The former prime minister was quoted as Welsh business leaders began the supporters' case at the inquiry into the £1.1bn road around Newport.
"He said it in 2013 and Mr Cameron just about sums it up," CBI Wales vice chairman Chris Sutton said.
The CBI added a new M4 route would "return £2-3bn to the Welsh economy".
The business organisation said the M4 "generates the wealth for Wales" and "regular bottlenecks" on the current stretch through the Brynglas Tunnels at Newport, which the inquiry heard can "crawl at 20mph", is having a detrimental effect.
The Welsh Government wants to build a 14-mile six-lane motorway between the current M4 junction 23A at Magor to junction 29 near Castleton.

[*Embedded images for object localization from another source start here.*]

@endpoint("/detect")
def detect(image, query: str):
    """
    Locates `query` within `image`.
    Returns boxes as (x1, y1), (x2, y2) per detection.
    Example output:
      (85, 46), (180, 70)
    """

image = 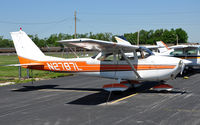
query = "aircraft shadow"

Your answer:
(67, 81), (187, 105)
(12, 85), (102, 92)
(12, 82), (187, 105)
(12, 85), (59, 92)
(67, 90), (135, 105)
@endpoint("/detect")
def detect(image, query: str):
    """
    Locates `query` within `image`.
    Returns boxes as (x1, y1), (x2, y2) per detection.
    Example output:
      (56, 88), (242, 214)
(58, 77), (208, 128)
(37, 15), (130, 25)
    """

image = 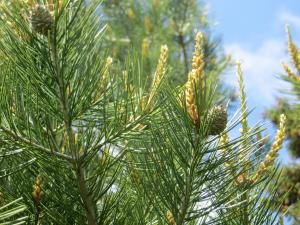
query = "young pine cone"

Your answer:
(30, 5), (53, 35)
(208, 106), (227, 135)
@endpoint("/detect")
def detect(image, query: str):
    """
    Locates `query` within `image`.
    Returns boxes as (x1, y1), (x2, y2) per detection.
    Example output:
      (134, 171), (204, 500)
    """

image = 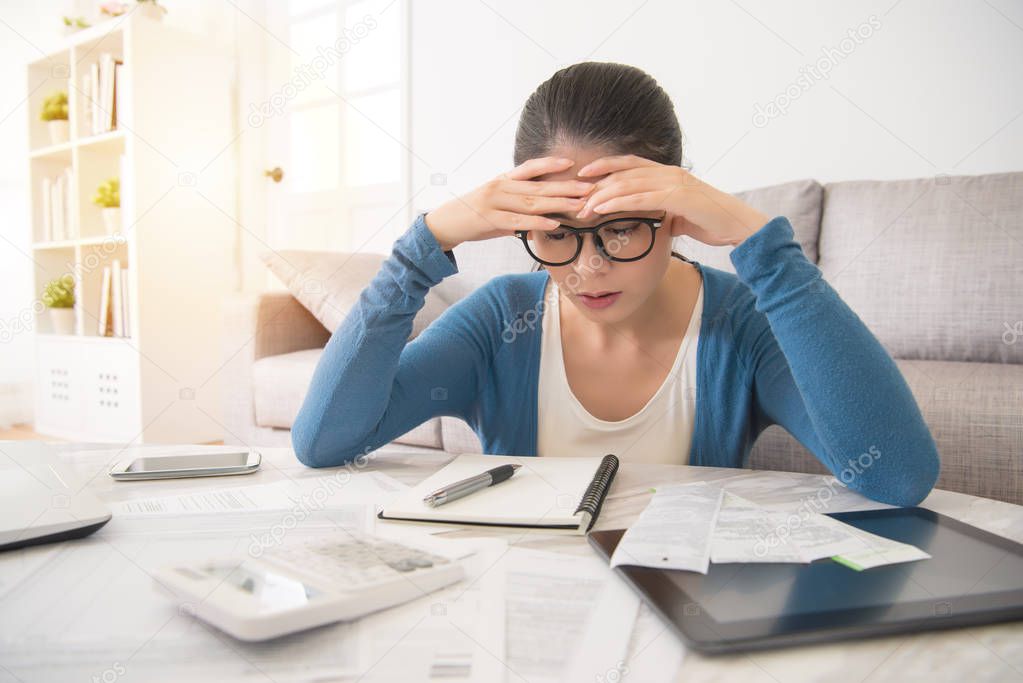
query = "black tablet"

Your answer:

The CBI argues "frequent traffic problems" are not just "putting off businesses moving to Wales" but making it difficult "retaining businesses".
"Basically the problem is goods struggle to get in and out of Wales because of the congestion," Mr Sutton said.
A road to the south of Newport was first proposed in 1991 and Mr Sutton said the delays mean that plan is "Wales' equivalent of the expansion of Heathrow", adding: "We can't do nothing, Wales needs to have the ambition to deliver key projects."
"The M4 serves two thirds of the Welsh population and over two thirds of Welsh gross domestic product," he said.
"It is the most important infrastructure project in Wales and of fundamental importance to the whole Welsh economy as higher GDP in south Wales will lead to greater government revenue, which can be spent across the whole of Wales."
CBI figures show 81% of its members in Wales said improving infrastructure was their top priority, with 76% saying a new M4 south of Newport was "critical".
The inquiry has already heard Wales' busiest stretch of road is reaching capacity, carrying up to 117,000 cars a day, and CBI figures predict a 30% increase in traffic by 2025.
CBI Wales chairman Michael Plaut said a relief road was "crucial", especially following the UK's decision to leave European Union
"Post Brexit Wales is going to need all the help it can get," he told the inquiry.
"People do not like sitting in traffic jams as it costs time and money.
"Businesses will just go elsewhere in the world simply because of congestion on the M4."
CBI evidence presented to the inquiry concluded: "Building is only a costly proposal if you assume doing nothing will cost us nothing, sadly this is not the case.
"High quality infrastructure is a critical component in economic development and considers this route the only viable, sustainable and long term solution to help the Welsh economy grow and prosper."